# Excellent photoshop tutorial site



## Coxy914 (Jan 14, 2007)

Not sure if this has been posted on here before, but if it has, I haven't come across!
http://www.digimods.co.uk/tutorials/tutorials.htm

you can do anything from lowering yer car, adding new wheels, changing the colour etc etc!!
and everything is very well explained!

Enjoy!


----------



## R30 (Oct 30, 2005)

:thumb: That's pretty cool, especially to find tutorials specifically towards cars, good find! :thumb:


----------



## mcgough (Nov 24, 2006)

god i thought every one used that site, sorry guys ive been using it for years!


----------



## Diablo636 (Feb 4, 2007)

only just got photshop installed so its good timing to get this site to help me out as ive no idea what im doing....

thanks.


----------



## 306chris (Jan 27, 2007)

That site is the dogs danglies for newbies like myself, 

excellent find :thumb:


----------



## Coxy914 (Jan 14, 2007)

mcgough said:


> god i thought every one used that site, sorry guys ive been using it for years!
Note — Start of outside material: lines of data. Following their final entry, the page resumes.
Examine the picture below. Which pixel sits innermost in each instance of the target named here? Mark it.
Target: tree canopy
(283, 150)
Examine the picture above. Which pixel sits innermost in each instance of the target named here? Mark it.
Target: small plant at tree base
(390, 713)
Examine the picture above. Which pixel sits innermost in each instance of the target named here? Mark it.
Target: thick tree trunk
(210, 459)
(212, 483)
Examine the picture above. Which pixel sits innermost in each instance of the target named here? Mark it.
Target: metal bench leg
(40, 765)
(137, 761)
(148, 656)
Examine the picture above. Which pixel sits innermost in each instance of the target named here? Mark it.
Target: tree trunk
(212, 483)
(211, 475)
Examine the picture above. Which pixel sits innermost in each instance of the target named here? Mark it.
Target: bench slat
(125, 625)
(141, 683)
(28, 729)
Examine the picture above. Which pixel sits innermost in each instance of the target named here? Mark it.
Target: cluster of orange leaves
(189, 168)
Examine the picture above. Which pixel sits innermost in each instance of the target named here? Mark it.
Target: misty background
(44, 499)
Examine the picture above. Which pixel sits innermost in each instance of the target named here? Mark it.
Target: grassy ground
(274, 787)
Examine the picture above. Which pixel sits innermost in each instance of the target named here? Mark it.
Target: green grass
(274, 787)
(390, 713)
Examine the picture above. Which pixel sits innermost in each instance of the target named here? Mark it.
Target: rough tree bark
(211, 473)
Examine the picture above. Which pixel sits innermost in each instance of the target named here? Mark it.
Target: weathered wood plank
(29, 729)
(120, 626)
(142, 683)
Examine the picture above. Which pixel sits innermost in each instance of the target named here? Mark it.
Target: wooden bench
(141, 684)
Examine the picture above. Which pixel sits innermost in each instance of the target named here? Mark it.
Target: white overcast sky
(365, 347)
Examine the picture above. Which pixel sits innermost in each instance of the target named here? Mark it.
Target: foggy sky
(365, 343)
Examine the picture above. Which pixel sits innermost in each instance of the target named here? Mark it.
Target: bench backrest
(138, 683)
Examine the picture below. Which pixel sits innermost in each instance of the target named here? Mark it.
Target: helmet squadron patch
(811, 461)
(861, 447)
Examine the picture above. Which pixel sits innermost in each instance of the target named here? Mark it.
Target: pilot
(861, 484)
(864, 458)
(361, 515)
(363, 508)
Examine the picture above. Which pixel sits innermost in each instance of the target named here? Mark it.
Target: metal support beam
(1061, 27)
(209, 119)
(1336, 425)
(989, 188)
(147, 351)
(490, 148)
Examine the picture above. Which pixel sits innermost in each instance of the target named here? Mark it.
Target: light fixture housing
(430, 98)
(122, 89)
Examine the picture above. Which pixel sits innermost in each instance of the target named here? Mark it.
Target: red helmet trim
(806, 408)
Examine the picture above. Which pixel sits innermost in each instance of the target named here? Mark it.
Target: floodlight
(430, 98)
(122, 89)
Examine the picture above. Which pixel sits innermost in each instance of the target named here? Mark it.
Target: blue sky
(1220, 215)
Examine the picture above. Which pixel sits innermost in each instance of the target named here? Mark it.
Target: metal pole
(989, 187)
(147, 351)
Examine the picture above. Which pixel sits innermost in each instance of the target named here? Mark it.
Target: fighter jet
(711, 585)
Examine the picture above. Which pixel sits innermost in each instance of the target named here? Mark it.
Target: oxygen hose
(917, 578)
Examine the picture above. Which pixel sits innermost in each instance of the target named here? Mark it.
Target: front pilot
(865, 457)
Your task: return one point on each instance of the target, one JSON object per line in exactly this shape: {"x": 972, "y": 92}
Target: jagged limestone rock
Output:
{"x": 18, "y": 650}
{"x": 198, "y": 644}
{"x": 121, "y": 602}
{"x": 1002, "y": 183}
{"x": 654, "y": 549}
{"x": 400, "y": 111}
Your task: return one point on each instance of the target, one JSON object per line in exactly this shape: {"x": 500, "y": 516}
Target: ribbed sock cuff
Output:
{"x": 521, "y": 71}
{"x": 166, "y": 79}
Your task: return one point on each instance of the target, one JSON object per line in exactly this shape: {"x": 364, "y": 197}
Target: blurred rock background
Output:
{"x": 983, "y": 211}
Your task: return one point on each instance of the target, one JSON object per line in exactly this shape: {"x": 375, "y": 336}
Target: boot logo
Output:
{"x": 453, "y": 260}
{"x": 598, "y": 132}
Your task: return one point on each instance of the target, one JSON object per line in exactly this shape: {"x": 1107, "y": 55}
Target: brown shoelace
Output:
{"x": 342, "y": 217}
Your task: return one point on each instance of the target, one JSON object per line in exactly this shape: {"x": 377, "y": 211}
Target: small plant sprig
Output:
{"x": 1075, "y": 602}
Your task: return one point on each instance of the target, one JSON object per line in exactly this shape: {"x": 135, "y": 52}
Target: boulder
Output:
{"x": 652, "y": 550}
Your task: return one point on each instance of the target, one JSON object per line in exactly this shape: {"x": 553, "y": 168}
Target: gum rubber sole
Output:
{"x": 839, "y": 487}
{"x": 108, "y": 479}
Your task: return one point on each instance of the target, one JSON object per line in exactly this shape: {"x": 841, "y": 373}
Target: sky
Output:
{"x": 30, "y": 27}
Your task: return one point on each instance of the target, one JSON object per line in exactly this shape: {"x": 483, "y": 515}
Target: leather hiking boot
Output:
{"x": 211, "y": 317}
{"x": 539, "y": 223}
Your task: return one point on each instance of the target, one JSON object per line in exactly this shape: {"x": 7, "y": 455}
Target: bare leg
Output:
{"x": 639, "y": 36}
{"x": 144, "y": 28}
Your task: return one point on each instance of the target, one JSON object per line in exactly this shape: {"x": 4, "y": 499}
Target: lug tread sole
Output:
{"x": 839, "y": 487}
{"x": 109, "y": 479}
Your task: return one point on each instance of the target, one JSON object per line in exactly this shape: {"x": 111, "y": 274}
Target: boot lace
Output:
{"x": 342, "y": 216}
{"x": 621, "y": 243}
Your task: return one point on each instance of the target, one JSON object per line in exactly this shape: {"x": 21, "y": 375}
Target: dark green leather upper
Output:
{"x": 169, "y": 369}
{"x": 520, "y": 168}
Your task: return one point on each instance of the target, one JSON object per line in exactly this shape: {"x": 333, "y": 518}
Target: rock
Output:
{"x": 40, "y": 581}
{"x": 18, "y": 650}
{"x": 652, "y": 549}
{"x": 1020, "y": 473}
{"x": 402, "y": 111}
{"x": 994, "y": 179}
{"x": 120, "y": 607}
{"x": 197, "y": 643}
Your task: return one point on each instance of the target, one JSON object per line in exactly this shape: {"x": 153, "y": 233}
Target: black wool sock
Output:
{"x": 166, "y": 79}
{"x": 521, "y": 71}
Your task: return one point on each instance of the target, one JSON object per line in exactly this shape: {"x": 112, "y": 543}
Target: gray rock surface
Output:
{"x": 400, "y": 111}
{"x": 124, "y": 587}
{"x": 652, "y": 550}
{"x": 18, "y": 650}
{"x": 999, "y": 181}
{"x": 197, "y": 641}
Me too, just thought some people on here would appreciate it, especially at it's raining and there's naff all else to do!!!!


----------



## Mark M (Nov 29, 2006)

I have leant most things off that site. I normally slap a few contributions into Performance VW mag


----------



## bimmer (Dec 14, 2006)

Here are some mods I made using these tutorials. THX for the link. :thumb:

Carbon fibre hood









Color change + HID lights









See-trough bonnet (not in the tutorials)


----------



## djohn (Mar 30, 2007)

Nice work there bimmer, very clever.


----------



## GlynRS2 (Jan 21, 2006)

Great link - thanks for that :thumb:


----------



## SteveO (Nov 2, 2005)

Nice link :thumb: 

Which version of Photoshop are these tutorials for.....CS, CS2, Elements etc?


----------



## Handsome Pete (May 13, 2007)

*Jpeg file size reduction*

:wave:

I've transfered some pictures that I took from my phone (3.2 Mega pixel) to my PC, which runs with XP. I've got Adobe Photoshop Album Starter Edition 3.0 and the Jpeg files are HUGE - approx 700 KB. How do I reduce the size of the file down to below 97KB to be able to post onto this site please?

:newbie:


----------



## Mark M (Nov 29, 2006)

Pictures don't need to be 97kb etc.

Adobe photoshop is what people use to reduce sizes. You should be able to set your image size on your phone too. 800x600 makes most pics 150kb etc.

Just upload your pictures into www.photobucket.com or imageshack etc.


----------